We introduce, discuss, and solve a hard practical optimization problem that deals with routing bidirectional traffic. This situation occurs in train traffic on a single track with sidings, ship traffic in a canal, or bidirectional data communication.
We illustrate our methods and algorithms on the Kiel Canal, which is the world’s busiest artificial waterway with more passages than the Panama and Suez Canal together. The scheduling problem arises from scarce resources (sidings) that are the only locations where large ships can pass each other in opposing directions. This requires decisions on who should wait for whom (scheduling), in which siding to wait (packing) and when and how far to steer a ship between sidings (routing), and all this for online arriving ships at both sides of the canal.
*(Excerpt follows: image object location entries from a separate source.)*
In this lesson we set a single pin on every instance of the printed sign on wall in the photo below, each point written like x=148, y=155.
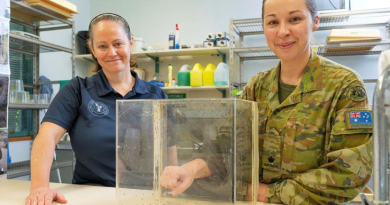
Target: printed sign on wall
x=4, y=46
x=3, y=151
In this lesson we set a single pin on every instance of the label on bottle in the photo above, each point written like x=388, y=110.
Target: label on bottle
x=171, y=41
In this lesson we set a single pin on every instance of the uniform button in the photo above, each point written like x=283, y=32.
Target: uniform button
x=271, y=159
x=273, y=131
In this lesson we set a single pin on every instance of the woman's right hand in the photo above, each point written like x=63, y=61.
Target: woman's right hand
x=44, y=196
x=177, y=178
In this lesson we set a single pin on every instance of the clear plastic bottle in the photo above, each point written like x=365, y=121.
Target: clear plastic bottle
x=177, y=37
x=173, y=82
x=208, y=75
x=171, y=40
x=221, y=74
x=170, y=75
x=196, y=75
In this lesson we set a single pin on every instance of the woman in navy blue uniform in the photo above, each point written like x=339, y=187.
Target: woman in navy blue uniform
x=85, y=107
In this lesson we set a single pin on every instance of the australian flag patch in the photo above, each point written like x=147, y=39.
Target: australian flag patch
x=359, y=119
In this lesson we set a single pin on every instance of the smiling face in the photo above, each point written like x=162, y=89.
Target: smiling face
x=111, y=46
x=288, y=26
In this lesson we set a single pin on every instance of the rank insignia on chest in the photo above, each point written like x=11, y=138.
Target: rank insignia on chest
x=271, y=159
x=359, y=119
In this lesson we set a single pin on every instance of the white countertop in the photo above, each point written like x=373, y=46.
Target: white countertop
x=14, y=192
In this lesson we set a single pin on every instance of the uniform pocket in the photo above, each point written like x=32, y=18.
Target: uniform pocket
x=271, y=157
x=303, y=145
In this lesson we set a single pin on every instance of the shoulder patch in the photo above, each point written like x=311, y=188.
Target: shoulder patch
x=359, y=119
x=357, y=93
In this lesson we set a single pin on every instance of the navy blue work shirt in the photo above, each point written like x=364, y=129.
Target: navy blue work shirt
x=86, y=109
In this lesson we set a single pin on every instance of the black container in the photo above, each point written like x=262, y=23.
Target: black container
x=82, y=37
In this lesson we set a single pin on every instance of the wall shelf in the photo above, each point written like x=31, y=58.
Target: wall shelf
x=189, y=88
x=331, y=20
x=34, y=46
x=167, y=53
x=364, y=48
x=30, y=15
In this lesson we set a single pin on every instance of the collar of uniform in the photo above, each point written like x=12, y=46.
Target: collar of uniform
x=104, y=87
x=311, y=79
x=139, y=86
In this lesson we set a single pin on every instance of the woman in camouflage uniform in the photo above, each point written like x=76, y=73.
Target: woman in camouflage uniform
x=315, y=126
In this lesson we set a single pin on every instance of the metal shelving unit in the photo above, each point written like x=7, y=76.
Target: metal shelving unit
x=330, y=20
x=367, y=48
x=36, y=21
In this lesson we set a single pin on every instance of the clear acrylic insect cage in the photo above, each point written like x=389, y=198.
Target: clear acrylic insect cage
x=155, y=134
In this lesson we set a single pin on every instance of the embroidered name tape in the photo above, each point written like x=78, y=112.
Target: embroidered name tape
x=359, y=119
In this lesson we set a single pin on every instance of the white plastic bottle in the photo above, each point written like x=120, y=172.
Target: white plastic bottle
x=221, y=74
x=177, y=37
x=171, y=40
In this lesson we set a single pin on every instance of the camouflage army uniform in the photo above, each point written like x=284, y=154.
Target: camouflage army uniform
x=311, y=149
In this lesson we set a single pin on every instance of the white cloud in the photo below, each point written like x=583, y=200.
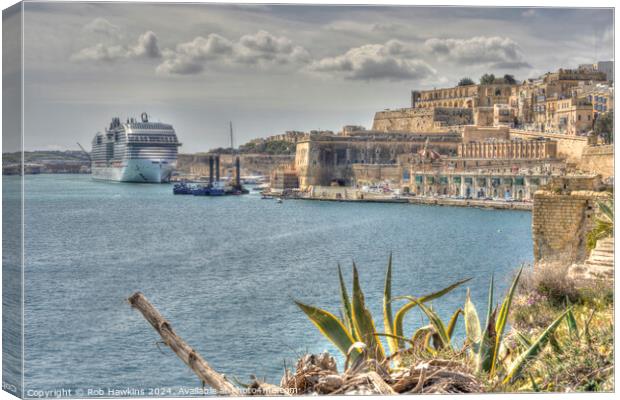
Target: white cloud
x=146, y=47
x=500, y=52
x=261, y=48
x=102, y=26
x=393, y=61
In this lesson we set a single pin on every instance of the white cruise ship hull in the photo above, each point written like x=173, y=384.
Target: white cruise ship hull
x=140, y=171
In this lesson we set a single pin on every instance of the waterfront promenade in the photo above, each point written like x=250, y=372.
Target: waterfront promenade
x=433, y=201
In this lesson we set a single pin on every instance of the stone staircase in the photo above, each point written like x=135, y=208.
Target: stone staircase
x=600, y=263
x=601, y=260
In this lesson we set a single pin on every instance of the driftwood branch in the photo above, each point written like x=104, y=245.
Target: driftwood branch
x=188, y=355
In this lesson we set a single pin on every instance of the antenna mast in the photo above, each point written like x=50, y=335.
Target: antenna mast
x=232, y=143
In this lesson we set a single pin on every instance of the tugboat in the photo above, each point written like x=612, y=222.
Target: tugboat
x=182, y=188
x=212, y=189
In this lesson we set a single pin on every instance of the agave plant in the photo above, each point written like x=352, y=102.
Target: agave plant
x=604, y=225
x=486, y=344
x=356, y=323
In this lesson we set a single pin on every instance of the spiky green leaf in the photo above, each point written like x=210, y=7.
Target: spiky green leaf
x=400, y=314
x=346, y=304
x=517, y=365
x=363, y=322
x=473, y=332
x=388, y=322
x=502, y=318
x=452, y=323
x=329, y=325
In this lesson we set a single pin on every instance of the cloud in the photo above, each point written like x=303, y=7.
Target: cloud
x=146, y=47
x=260, y=49
x=102, y=26
x=530, y=12
x=392, y=61
x=498, y=51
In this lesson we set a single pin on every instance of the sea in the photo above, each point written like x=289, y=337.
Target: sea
x=225, y=271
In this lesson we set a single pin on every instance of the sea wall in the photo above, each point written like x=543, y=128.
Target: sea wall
x=561, y=220
x=599, y=160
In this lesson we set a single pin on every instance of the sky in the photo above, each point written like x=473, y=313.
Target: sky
x=273, y=68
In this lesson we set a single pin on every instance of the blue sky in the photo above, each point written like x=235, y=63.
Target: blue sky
x=274, y=68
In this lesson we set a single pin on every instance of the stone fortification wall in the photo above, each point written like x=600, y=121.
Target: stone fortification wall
x=560, y=223
x=364, y=174
x=569, y=147
x=324, y=160
x=421, y=119
x=598, y=160
x=472, y=133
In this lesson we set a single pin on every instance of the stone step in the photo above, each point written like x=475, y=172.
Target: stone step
x=595, y=264
x=605, y=247
x=608, y=253
x=601, y=257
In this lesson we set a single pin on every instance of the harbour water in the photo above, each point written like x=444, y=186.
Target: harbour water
x=224, y=271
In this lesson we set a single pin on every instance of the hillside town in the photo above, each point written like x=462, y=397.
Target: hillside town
x=496, y=140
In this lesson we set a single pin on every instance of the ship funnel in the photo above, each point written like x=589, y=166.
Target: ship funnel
x=237, y=173
x=210, y=169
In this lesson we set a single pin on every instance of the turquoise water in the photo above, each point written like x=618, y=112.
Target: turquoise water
x=224, y=271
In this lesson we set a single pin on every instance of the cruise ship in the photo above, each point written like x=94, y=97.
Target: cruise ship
x=135, y=151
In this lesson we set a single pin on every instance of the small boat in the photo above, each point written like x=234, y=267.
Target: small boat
x=182, y=188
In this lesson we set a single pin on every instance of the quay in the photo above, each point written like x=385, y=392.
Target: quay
x=431, y=201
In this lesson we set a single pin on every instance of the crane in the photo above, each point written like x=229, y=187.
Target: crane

We have developed a combinatorial algorithm that provides a unified view of routing and scheduling that combines simultaneous (global) and sequential (local) solution approaches to allocate scarce network resources to a stream of online arriving vehicles in a collision-free manner. Computational experiments on real traffic data with results obtained by human expert planners show that our algorithm improves upon manual planning by 25%.
This combination of routing and scheduling (without the packing) leads to a new class of scheduling problems, and we will also address recent complexity and approximation results for this class.
The lecture is based on joint work with Elisabeth Lübbecke and Marco Lübbecke.